I was going to write my first olympic entry about how annoyed I was that the only news coming out of Sochi was more about toilets and small beds than the actual Olympics.
Not that this was a surprise. A heavy anti-russian attitude has been a growing feeling among western culture months leading up to the games and I was afraid this was going to translate into reports being more motivated to make Sochi olympics look like a joke and forget the main purpose of why they were there.
But Canada has had great success in the first 3 days, our greatest start ever to an olympics and these early medals have turned suspect photos of constructions which may or may not actually be related to the Olympics into images of great success and pride of course shiny gold, silver and bronze. And not a moment too soon. I've seen of enough shitter pics. If I wanted to see a Russian toilet, I would go to Russia.
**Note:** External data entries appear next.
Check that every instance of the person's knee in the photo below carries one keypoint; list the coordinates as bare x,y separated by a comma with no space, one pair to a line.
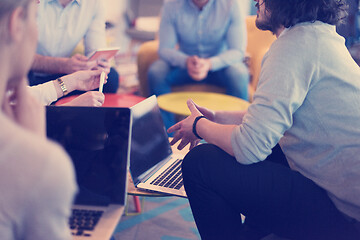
237,72
158,71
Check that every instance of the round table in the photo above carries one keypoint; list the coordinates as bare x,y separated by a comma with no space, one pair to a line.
176,102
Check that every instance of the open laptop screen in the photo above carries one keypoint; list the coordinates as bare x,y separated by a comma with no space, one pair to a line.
149,140
97,141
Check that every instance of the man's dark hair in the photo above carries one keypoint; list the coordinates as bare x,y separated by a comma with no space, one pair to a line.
287,13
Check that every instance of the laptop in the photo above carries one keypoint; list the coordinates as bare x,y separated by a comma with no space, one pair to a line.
153,165
97,140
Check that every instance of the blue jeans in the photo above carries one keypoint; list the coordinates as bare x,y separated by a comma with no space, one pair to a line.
235,79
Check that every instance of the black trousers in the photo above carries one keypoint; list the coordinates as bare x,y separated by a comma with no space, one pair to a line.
274,199
111,86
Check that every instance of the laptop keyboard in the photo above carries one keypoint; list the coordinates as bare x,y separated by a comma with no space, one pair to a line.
171,177
83,220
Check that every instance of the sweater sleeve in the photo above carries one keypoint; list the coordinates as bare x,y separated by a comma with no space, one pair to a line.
45,93
285,78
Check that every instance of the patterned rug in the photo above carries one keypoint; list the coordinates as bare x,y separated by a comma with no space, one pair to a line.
163,218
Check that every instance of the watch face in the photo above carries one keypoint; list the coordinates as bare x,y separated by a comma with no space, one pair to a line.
62,86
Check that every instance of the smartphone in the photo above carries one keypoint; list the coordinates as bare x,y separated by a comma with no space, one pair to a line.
105,53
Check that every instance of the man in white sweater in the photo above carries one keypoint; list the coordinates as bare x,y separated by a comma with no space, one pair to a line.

The point of the Olympics is to celebrate sport in it's last true form. When it's not about millions of dollars or sponsors and we get to see the culmination of 4 years of training and dedication.
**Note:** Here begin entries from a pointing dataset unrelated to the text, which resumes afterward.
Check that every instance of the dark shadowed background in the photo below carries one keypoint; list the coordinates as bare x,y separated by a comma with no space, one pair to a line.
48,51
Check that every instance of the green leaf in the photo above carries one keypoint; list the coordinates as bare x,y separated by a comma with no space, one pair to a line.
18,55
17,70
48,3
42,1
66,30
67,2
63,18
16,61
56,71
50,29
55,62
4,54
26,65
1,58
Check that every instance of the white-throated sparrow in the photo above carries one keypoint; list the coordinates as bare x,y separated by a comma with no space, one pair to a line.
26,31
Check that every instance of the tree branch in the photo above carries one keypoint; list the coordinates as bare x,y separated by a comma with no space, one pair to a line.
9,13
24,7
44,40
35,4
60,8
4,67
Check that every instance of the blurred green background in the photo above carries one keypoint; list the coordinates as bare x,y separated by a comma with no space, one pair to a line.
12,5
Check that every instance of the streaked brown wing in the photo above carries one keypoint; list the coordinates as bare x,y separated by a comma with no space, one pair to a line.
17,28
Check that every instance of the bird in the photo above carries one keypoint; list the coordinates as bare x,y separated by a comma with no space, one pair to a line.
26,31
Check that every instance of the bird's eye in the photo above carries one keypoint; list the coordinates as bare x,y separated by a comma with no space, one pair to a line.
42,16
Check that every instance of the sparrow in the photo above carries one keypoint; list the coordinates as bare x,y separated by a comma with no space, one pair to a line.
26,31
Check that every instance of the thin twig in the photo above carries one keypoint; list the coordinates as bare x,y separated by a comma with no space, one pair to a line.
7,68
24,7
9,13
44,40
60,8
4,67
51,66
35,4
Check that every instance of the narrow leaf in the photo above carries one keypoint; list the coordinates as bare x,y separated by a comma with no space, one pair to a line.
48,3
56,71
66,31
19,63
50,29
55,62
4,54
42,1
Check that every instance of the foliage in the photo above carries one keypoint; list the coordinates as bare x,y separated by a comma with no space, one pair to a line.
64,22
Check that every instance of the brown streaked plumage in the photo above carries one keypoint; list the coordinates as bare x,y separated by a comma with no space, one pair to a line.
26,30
Now onto the highlights of the first 3 days.
1. Moguls of moguls.
4 of the 7 medals won by Canada have come on the moguls. Men's competition featured a dominant Canadian performance. Not only did Alex Bilodeau become the first back to back mogul gold medallist ever but also the rise of the next great Canadian mogul skier in Mikael Kingsbury who will be 26 for the 2018 games. We also saw a 4th place finish by Marc-Antoine Gagnon and just shy of all 4 Canadians making the 6 person final. We own moguls and were so close to sweeping the podium.
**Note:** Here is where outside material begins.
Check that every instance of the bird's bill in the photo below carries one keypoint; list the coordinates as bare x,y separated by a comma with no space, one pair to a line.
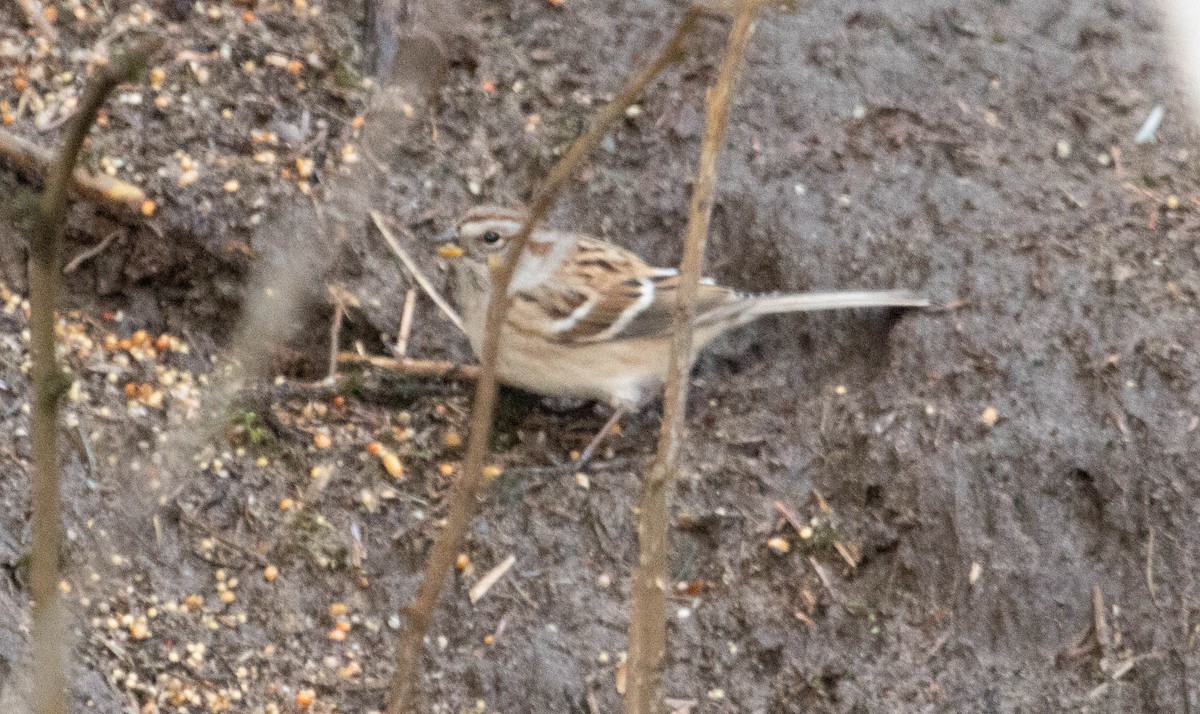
448,249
Aside from the Canadian performance the whole competition featured huge jumps, some good spills and about 20 guys flying down a course of ice bumps as fast as the could. In fact I would question if they were turning or just being bounced from mogul to mogul, the way most of us ski moguls, but don't stay on our feet.
The course made me think that the future of moguls will be a course were moguls pop up out of the hill trying to surprise a skier like a mine field. Maybe in the 2044 games.
2. Charles Hamelin
The short track skater started his attempt to become the most decorated Canadian Olympian ever with a gold in the 1500 m race. He has the potential to finish with 7 medals in his career and about 20 over the board kisses with his girlfriend. I bet she makes him wear his medals at home.
As much as I'm looking forward of rest Hamelin's races, I'm more looking forward to how he reacts when his girlfriend races. In true dude fashion it will be a fraction of the emotion.
3. JP Le Guellec near miss.
I was going to title this entry as "The Haves and the Almost Haves" but I do want to recognize JP's efforts in the biathlon. Not only has biathlon become my early favorite sport of these games, but JP is probably the best Canadian biathlete since Myriam Bedard was a double gold medallist. About time the sport with a gun got some recognition. JP had a great first race in the 10km sprint (nothing 10 km long should ever be called a sprint), but today he was in first place and looking strong before a fall on the toughest part of the track in tough conditions took him out of contention. But his efforts should be acknowledged and in a sport that Canada doesn't have a strong tradition in, you have to love how close he came.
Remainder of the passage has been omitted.